Informed consent form was obtained from the patient.
Discussion
PAA involving main pulmonary artery together with its branches are rare as in our case and it was reported with rate of 11% of all PAAs(5). External compression of the coronary arteries might be presented as coronary arterial disease. In this clinic condition relief of compression might be enough for the treatment rather than the coronary artery bypass grafting. In our case we diagnosed external compression of the PAA to the LMCA in the detailed examination. There is no need to coronary artery bypass grafting after decompression of the PAA.
Although there is no exact mechanism of the etiology, cystic medial degeneration of the media layer of pulmonary artery or prostaglandin E receptors might play role for the development of the PAA(6). In the surgical indication of the PAA, there is not any consensus yet. However, pulmonary arterial dissection of PAA with the diameter of 60x55 mm was reported in the literature(7). Compression to the LMCA, higher than 55 mm pulmonary artery diameter is suggested for surgical intervention(8).
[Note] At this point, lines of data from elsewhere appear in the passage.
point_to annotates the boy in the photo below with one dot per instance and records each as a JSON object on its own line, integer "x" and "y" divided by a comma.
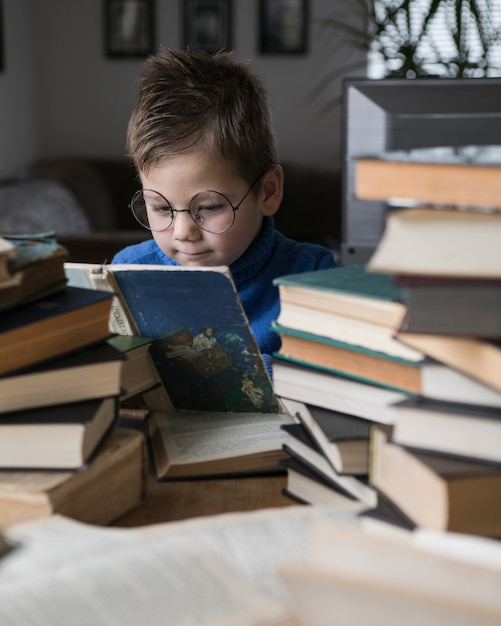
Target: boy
{"x": 201, "y": 139}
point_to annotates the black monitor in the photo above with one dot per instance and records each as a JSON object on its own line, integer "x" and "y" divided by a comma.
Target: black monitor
{"x": 401, "y": 114}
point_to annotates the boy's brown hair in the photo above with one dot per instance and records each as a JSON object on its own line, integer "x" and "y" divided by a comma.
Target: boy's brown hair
{"x": 191, "y": 100}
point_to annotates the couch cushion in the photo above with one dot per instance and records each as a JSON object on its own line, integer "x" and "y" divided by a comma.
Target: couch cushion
{"x": 31, "y": 205}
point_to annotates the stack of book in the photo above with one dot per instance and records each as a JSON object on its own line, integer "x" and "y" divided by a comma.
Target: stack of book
{"x": 440, "y": 463}
{"x": 346, "y": 353}
{"x": 338, "y": 370}
{"x": 60, "y": 389}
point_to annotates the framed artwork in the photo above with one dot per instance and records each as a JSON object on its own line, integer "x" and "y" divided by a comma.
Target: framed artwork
{"x": 283, "y": 26}
{"x": 207, "y": 25}
{"x": 129, "y": 28}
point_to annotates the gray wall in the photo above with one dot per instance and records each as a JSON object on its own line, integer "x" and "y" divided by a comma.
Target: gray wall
{"x": 60, "y": 94}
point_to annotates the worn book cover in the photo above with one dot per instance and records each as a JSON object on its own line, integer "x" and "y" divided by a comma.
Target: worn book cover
{"x": 93, "y": 372}
{"x": 62, "y": 436}
{"x": 111, "y": 485}
{"x": 58, "y": 324}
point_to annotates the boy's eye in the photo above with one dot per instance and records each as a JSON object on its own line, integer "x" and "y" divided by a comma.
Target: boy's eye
{"x": 165, "y": 208}
{"x": 210, "y": 208}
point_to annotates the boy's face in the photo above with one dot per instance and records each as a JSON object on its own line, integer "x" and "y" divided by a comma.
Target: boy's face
{"x": 178, "y": 179}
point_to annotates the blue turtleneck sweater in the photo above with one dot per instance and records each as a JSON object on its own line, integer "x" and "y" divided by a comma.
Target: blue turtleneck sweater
{"x": 270, "y": 255}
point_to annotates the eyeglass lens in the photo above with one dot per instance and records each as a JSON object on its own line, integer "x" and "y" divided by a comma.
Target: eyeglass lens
{"x": 210, "y": 210}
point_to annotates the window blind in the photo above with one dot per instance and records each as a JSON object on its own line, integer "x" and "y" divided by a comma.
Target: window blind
{"x": 446, "y": 34}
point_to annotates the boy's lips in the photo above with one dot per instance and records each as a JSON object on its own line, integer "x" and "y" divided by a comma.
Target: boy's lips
{"x": 191, "y": 254}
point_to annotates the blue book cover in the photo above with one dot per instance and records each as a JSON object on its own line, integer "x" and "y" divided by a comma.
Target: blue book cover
{"x": 204, "y": 349}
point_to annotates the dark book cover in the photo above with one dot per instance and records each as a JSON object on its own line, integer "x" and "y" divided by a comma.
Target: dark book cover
{"x": 204, "y": 351}
{"x": 294, "y": 464}
{"x": 339, "y": 427}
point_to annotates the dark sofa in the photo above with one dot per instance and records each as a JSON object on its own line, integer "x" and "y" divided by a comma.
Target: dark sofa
{"x": 85, "y": 199}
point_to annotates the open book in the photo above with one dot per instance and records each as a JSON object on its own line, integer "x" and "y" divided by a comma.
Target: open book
{"x": 226, "y": 417}
{"x": 204, "y": 351}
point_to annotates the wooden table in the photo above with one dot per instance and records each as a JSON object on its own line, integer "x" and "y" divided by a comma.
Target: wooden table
{"x": 182, "y": 499}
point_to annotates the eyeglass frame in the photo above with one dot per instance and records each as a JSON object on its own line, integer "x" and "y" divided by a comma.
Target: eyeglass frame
{"x": 173, "y": 211}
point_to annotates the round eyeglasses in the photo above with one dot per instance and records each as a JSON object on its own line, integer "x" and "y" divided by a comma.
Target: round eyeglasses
{"x": 211, "y": 211}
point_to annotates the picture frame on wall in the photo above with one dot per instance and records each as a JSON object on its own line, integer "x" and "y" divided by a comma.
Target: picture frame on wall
{"x": 208, "y": 25}
{"x": 129, "y": 30}
{"x": 283, "y": 26}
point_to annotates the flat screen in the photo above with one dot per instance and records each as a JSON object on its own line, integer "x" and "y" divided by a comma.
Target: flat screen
{"x": 402, "y": 114}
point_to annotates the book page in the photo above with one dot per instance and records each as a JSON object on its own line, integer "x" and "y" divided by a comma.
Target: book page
{"x": 195, "y": 436}
{"x": 61, "y": 557}
{"x": 171, "y": 579}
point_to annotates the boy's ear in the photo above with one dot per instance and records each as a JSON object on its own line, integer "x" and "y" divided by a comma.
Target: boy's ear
{"x": 272, "y": 190}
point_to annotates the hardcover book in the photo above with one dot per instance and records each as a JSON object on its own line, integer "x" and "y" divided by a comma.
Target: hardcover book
{"x": 58, "y": 324}
{"x": 429, "y": 378}
{"x": 437, "y": 491}
{"x": 204, "y": 350}
{"x": 62, "y": 436}
{"x": 304, "y": 449}
{"x": 93, "y": 372}
{"x": 113, "y": 483}
{"x": 35, "y": 269}
{"x": 349, "y": 291}
{"x": 344, "y": 439}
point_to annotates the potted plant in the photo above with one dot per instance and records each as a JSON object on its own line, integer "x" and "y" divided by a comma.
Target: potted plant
{"x": 452, "y": 38}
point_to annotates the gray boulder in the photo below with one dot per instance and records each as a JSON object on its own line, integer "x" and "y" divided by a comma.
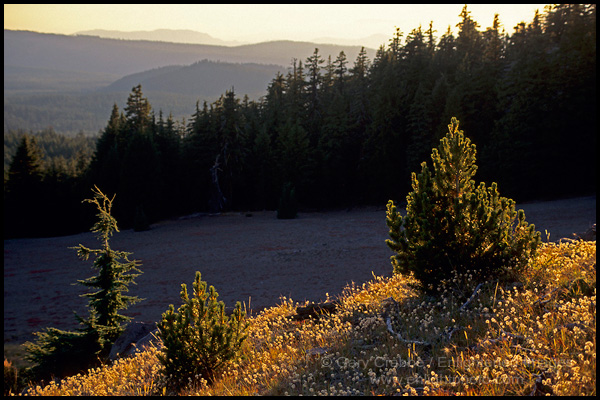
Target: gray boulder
{"x": 134, "y": 338}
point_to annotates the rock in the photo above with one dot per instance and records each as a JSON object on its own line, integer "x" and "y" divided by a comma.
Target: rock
{"x": 589, "y": 235}
{"x": 134, "y": 333}
{"x": 315, "y": 310}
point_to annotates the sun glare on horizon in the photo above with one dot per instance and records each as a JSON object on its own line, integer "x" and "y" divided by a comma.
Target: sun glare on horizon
{"x": 259, "y": 22}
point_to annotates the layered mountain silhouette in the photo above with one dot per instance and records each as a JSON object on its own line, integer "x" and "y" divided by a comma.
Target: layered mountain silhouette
{"x": 70, "y": 82}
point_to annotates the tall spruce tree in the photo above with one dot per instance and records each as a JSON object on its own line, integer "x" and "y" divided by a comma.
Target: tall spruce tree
{"x": 60, "y": 353}
{"x": 452, "y": 225}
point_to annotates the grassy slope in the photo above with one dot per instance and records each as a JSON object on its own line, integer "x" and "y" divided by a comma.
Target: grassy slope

Different techniques such as pericardial patchplasty, aneurysmorrhaphy, plication and graft interposition are among surgical strategies(9). Plication is a fast and easy technique to apply, but recurrence might develop after this surgical procedure. Graft interposition decreases the recurrence risk with the advantages of extraction of the native vessel wall(10). In our patient we performed graft interposition to the main pulmonary artery and its branches. There was not any complication in the perioperative period and postoperative follow-up.
PAA might be kept in mind in the differential diagnosis of the non-specific complaints such as dyspnea, chest pain, cough and hoarseness. In the patients with compressed coronary arteries it might presented as coronary artery disease. Surgical treatment of the PAA might be enough in the complications caused by the compression syndrome.